Hi,
I am replaying the Training a NAMED ENTITY RECOGNITION MODEL with Prodigy and Transfer Learning.
I am working on french language. I did the ner.manual on my own labels without any issue.
Right now I want to train the token2vect for ner with my dataset and using the French tok2vec pretain token.
I am missing information about how to pretrain this token2vec .

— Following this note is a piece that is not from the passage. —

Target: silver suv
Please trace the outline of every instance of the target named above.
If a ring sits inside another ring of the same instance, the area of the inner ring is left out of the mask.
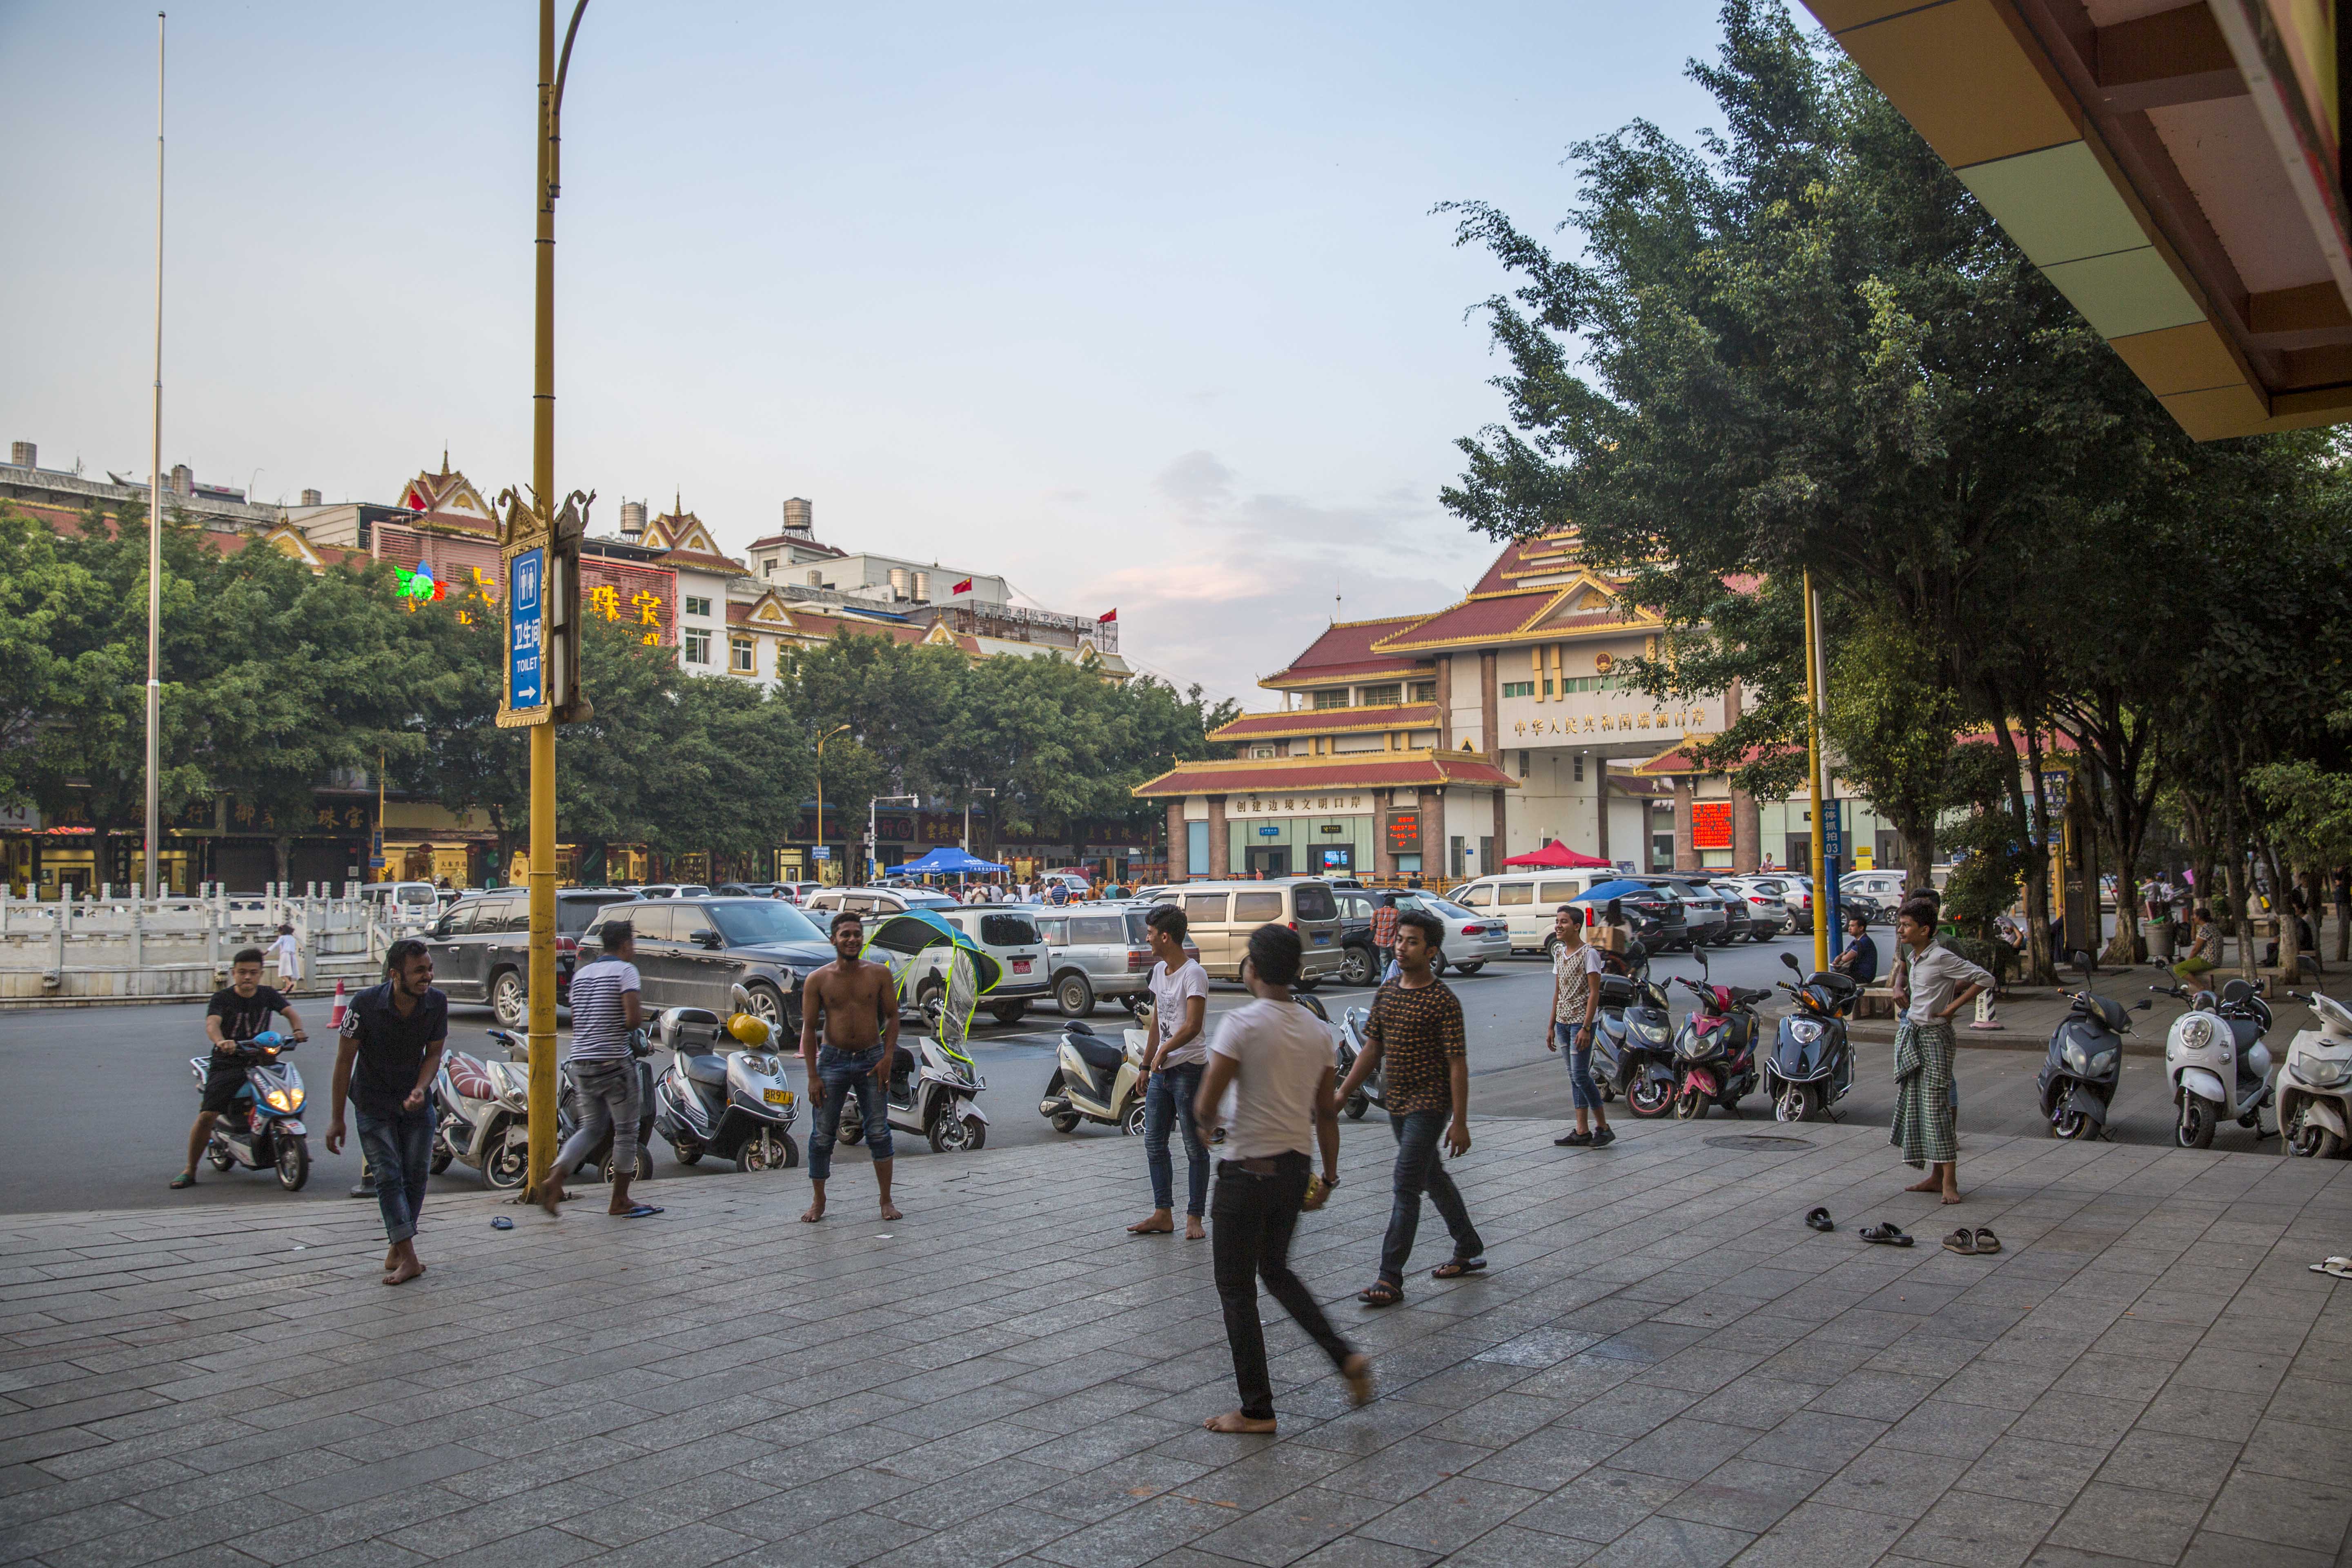
[[[1038,934],[1034,909],[1025,904],[959,904],[951,900],[943,905],[926,903],[921,908],[924,913],[937,916],[971,938],[982,952],[1003,967],[1004,973],[996,988],[980,1002],[998,1023],[1017,1024],[1029,1011],[1030,1003],[1045,999],[1051,989],[1046,978],[1049,950]],[[931,956],[944,963],[946,954],[934,949]]]
[[[1133,1012],[1150,996],[1151,939],[1143,923],[1149,913],[1134,904],[1099,903],[1034,915],[1045,939],[1054,1000],[1065,1014],[1086,1017],[1104,997]],[[1189,940],[1184,951],[1200,956]]]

Ines did this pretraining, which took ~8 hours on GPU, and it can be found here: tok2vec_cd8_model289.bin
I would like to learn how to do the same thing for French language.
Thanks in advance
Hi! The pretrained tok2vec weights were created using the spacy pretrain
command with a lot of raw text. You can find the details and documentation here:
- spaCy v2: https://v2.spacy.io/api/cli/#pretrain
- spaCy v3: https://spacy.io/api/cli/#pretrain
The pretraining uses a language modelling objective, similar to how embeddings like BERT are trained. If you have a lot of raw text, this can be a good way to boost your accuracy.
If you're using spaCy v3, you can also initialize your model with existing transformer embeddings, which will have a similar effect. You can use the quickstart widget to generate a transformer-based config for French here: https://spacy.io/usage/training#quickstart To export your annotations for use with spaCy, you can use the data-to-spacy
command. If you're using transformers, you should have a GPU available for training.
Hi Ines,
Thanks for your replies, I am using Spacy V3 so I will investigate the quickstart you've pointed to me.
Have a good day and keep going to provide us such great library and useful tools !